17.0     MINORITY BUSINESS DEVELOPMENT INITIATIVE
17.01.   Company recognizes the NationsBank Minority Business Development
         Initiative supporting Minority and Women-Owned Business Enterprises
         and is committed, to the maximum extent practicable, participation
         with minority and women-owned business enterprises in its
         construction, procurement, and professional Services programs.

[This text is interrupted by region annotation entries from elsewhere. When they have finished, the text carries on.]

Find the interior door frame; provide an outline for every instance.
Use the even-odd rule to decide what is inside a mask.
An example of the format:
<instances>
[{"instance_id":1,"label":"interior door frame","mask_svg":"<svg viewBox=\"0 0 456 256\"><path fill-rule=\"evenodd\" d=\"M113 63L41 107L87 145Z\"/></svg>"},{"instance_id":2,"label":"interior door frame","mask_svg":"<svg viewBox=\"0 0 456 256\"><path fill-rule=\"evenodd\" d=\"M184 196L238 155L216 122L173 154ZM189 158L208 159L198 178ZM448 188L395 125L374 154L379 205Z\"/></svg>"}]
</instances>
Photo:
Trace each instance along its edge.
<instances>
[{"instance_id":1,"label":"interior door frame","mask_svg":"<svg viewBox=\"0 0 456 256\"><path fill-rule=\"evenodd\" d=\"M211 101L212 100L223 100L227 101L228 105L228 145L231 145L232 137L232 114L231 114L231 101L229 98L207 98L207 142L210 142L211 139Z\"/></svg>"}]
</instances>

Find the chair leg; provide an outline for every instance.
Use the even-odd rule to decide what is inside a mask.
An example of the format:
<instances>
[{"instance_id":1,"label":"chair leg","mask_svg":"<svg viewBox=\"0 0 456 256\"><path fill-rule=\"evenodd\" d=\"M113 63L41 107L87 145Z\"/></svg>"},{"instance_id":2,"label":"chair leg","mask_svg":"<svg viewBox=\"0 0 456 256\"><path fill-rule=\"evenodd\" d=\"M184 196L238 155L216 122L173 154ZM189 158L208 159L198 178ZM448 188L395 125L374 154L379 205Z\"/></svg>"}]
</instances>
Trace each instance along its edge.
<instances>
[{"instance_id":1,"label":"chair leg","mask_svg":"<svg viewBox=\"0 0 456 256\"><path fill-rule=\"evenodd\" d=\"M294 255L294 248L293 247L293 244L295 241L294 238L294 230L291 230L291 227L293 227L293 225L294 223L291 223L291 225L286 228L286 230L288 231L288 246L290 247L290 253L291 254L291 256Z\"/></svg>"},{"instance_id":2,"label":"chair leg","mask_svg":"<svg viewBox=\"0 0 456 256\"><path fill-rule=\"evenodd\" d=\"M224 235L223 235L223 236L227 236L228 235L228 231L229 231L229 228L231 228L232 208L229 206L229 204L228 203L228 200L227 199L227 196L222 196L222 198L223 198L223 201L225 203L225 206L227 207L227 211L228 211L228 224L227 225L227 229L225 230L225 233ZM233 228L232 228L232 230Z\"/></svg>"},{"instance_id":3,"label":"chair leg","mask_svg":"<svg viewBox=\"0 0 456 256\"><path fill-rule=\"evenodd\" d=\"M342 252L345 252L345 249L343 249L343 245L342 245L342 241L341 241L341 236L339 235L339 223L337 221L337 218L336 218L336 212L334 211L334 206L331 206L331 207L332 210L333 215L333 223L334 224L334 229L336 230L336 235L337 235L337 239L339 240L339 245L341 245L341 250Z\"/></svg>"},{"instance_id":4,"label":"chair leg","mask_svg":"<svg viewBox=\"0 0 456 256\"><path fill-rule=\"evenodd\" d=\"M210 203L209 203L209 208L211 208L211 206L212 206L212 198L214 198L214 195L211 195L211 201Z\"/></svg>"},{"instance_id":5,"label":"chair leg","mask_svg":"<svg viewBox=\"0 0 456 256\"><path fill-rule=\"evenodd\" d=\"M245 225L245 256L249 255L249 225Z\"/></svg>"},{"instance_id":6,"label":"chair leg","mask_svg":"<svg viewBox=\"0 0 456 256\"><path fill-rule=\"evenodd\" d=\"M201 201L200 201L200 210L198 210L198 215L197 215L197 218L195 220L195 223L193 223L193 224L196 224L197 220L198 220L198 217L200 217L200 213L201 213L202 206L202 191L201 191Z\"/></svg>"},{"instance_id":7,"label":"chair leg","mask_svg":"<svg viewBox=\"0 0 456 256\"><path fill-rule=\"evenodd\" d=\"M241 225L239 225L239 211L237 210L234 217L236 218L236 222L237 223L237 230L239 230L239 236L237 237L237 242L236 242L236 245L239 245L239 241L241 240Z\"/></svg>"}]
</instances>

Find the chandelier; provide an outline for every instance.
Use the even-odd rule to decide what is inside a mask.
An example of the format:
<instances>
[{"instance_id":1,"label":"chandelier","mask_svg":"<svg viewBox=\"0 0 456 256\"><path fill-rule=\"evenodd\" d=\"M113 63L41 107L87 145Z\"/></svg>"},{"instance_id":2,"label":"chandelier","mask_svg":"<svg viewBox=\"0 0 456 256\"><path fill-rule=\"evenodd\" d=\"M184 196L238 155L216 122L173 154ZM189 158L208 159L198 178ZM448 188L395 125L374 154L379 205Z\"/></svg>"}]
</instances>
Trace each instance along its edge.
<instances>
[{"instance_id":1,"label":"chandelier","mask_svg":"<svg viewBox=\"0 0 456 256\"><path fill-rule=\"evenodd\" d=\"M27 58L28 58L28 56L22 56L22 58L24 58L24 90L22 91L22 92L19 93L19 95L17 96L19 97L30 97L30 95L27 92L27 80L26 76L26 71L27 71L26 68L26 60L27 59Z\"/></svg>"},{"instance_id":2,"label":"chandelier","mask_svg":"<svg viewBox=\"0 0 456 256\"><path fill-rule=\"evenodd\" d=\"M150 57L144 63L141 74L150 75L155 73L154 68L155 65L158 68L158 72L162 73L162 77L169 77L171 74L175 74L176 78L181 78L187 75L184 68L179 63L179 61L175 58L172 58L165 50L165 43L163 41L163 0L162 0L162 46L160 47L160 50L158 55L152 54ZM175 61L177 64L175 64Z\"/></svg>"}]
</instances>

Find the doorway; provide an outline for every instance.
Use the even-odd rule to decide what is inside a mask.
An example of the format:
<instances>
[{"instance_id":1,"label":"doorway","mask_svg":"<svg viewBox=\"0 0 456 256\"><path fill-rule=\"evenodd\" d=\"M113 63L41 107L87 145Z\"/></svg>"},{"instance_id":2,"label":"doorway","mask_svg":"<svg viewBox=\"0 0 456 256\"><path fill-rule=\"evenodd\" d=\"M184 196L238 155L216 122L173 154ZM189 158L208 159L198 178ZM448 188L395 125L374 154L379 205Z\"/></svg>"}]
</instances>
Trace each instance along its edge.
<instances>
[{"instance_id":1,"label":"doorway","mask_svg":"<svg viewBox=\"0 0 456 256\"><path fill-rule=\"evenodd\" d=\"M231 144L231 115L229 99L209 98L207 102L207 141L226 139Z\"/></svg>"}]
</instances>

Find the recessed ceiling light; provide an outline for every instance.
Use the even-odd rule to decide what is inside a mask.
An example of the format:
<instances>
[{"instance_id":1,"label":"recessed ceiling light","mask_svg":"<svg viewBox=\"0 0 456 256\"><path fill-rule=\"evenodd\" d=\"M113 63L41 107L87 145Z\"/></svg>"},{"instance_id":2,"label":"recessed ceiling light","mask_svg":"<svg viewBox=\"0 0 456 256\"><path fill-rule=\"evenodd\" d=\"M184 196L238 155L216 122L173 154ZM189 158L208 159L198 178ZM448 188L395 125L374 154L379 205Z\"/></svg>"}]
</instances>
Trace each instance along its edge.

17.02.   DEFINITIONS. For purposes of this Agreement, the following are the
         definitions of "Minority-Owned Business Enterprise" and "Women-Owned
         Business Enterprise":

         (a)  "Minority-Owned Business Enterprise" is recognized as a "for
              profit" business concern, public or privately owned, which is at
              least fifty-one percent (51%) owned, controlled and operated by
              one or more "Minority Individuals" who maintain United States
              citizenship.

         (b)  "Minority Individuals" are recognized as Black Americans,
              Hispanic Americans, Native Americans (American Indians, Eskimos,
              Aleuts, and native Hawaiians), Asian-Pacific Americans, and other
              minorities as recognized by the United States Small Business
              Administration Office of Minority Small Business and Capital
              Ownership Development.

         (c)  "Women-Owned Business Enterprise" is recognized as a "for profit"
              business concern which is at least fifty-one percent (51%) owned,
              controlled and operated by women who maintain United Stated
              citizenship.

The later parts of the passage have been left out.